I walked the lanes still crying. I don’t care. There’s nothing wrong with crying. As I climbed Loughrigg Fell, my first fell for this trip, and became distanced from the cottages and lanes, roses and blackbirds, and up into the zone of open spaces and expansive views, my spirit picked up. Up there on the ridges and summit, with the breeze in my face, I was able to tap into a different version of me, of us. I am probably at my most peaceful in life going up or down a mountain : moving freely in grand nature with space all around.
It’s good that I did recover my spirit, as I had a party to attend that night, and I didn’t want to ruin its mood. My dear friend, David Purchase, was celebrating his 30-year Monroaversary, as well as the completion that day of his second round of the Wainwright Outlying fells. I sure would have dampened his summit party had I arrived in time for that one, but by evening when we all met up, I was ready for a party, and could focus on celebration, and not my drowning wave of emotions.
What do you do when you come from Tasmania and have climbed all the Wainwrights, but still want to keep climbing? Why, you begin all over again, of course.
So, the day after the splendid party, along with party guests Stephen Moore and Michael Earnshaw – both mighty multiple completes of meaningful lists of mountains – I climbed five Wainwrights of my Round Two Collection. I have now, as of the end of this short stay, climbed thirty five fells on Round Two. It’s fun beginning again. I am every bit as haphazard and unsystematic as I was on the first round, just climbing what I feel like / what takes my fancy at the moment. I want to return next year and begin the task of photographing the ones Bruce and I climbed in the very early days, but which I failed to photograph, as photography was very expensive when you were still a student and each slide cost 1/6th of my weekly scholarship allowance, aimed to keep two of us alive. Other photos are just blurry prints from when I downgraded cameras to save money, and did a triple downgrade in quality.
You know, it’s not just being up high in the endless space with mist or breeze (or both) in my face. I also love the valley life in England. I love it that if you pop into a pub for soup at lunchtime, almost every single other person there is wearing walking boots, and there is a map on the table.
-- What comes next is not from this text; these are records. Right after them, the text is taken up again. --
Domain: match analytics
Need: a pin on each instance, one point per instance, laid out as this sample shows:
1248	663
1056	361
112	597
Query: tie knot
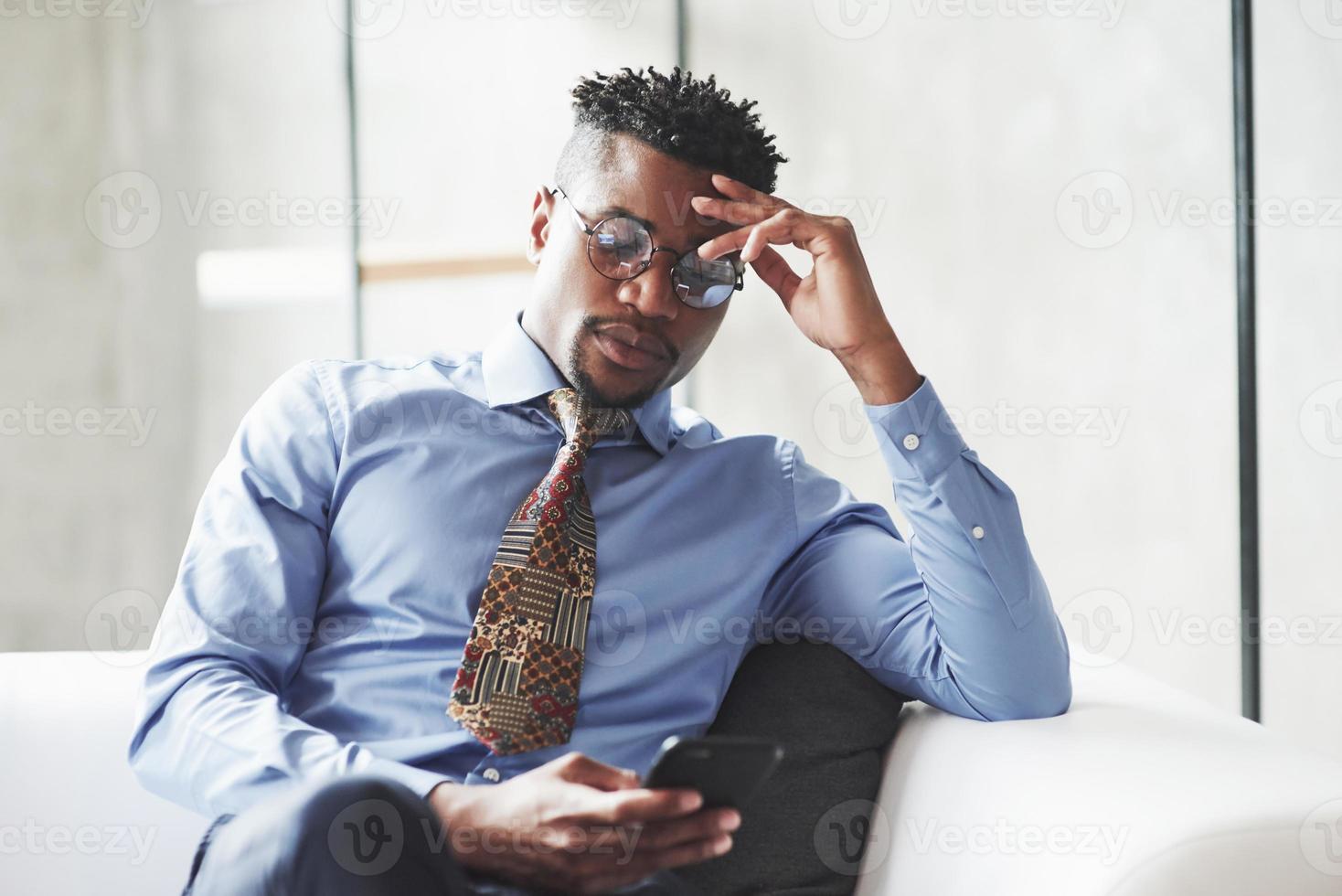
584	422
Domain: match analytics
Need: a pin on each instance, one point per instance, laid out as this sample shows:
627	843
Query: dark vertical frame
1241	27
352	137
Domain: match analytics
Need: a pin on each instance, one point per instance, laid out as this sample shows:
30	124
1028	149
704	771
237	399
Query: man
392	625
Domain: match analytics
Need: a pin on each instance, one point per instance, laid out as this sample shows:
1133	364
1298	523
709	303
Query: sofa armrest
1138	790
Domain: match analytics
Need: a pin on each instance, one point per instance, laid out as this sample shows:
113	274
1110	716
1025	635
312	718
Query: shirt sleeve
211	731
958	616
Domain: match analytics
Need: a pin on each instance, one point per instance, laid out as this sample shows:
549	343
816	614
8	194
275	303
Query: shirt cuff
917	437
418	780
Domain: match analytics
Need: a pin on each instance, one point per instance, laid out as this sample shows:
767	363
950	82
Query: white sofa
1138	790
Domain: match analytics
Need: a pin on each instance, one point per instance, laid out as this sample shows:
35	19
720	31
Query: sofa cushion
804	830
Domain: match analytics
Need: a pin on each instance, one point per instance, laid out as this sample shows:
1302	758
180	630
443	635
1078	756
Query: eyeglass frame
590	229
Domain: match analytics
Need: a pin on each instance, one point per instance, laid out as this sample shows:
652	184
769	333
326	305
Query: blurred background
1043	191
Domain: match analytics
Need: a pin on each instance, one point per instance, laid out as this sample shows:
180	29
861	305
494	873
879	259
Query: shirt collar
516	369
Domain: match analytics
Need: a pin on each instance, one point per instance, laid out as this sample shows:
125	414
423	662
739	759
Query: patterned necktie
517	687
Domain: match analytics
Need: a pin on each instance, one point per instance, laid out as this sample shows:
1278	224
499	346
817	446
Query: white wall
966	148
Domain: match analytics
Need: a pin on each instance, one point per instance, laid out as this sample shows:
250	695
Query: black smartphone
725	769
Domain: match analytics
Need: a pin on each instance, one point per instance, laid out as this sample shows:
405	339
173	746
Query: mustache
592	324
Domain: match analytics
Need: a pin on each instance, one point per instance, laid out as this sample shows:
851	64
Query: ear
542	209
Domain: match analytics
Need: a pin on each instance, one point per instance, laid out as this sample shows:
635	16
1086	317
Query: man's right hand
579	825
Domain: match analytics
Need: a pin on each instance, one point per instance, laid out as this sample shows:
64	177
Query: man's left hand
835	304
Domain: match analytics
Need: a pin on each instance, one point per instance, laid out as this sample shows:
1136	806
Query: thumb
602	777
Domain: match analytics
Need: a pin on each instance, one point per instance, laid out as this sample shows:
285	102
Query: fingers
582	769
736	189
699	827
730	211
777	274
786	226
647	863
640	805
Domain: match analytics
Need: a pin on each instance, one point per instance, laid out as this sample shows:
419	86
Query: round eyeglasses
620	249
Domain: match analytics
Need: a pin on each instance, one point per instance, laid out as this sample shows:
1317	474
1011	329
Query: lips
628	347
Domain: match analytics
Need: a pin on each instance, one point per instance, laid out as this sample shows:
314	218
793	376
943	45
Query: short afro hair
688	120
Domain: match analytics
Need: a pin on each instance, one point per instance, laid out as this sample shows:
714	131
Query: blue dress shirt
340	550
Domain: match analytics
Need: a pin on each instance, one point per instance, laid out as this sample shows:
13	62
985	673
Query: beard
579	362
Spontaneous conversations begin across tables as people compare where they’ve been that morning, and what conditions were like up the top before we all venture out for another round in the afternoon. I love the attitude to dogs, especially as I live in a ridiculous canine-ophobic society that seems to think dogs are the worst pestilence that has hit planet earth. How my little Tessie would love to come freely roaming the hills with me instead of being forced to walk suburban blocks with a lead around her neck. (Yes, she comes waterfall bagging with me, but I can’t think of a single real mountain she’s been allowed to summit, as they are all placed in National Parks).
I just can’t wait to be back, reacquainting myself with long-neglected fells. Tessie will be babysat in Tasmania.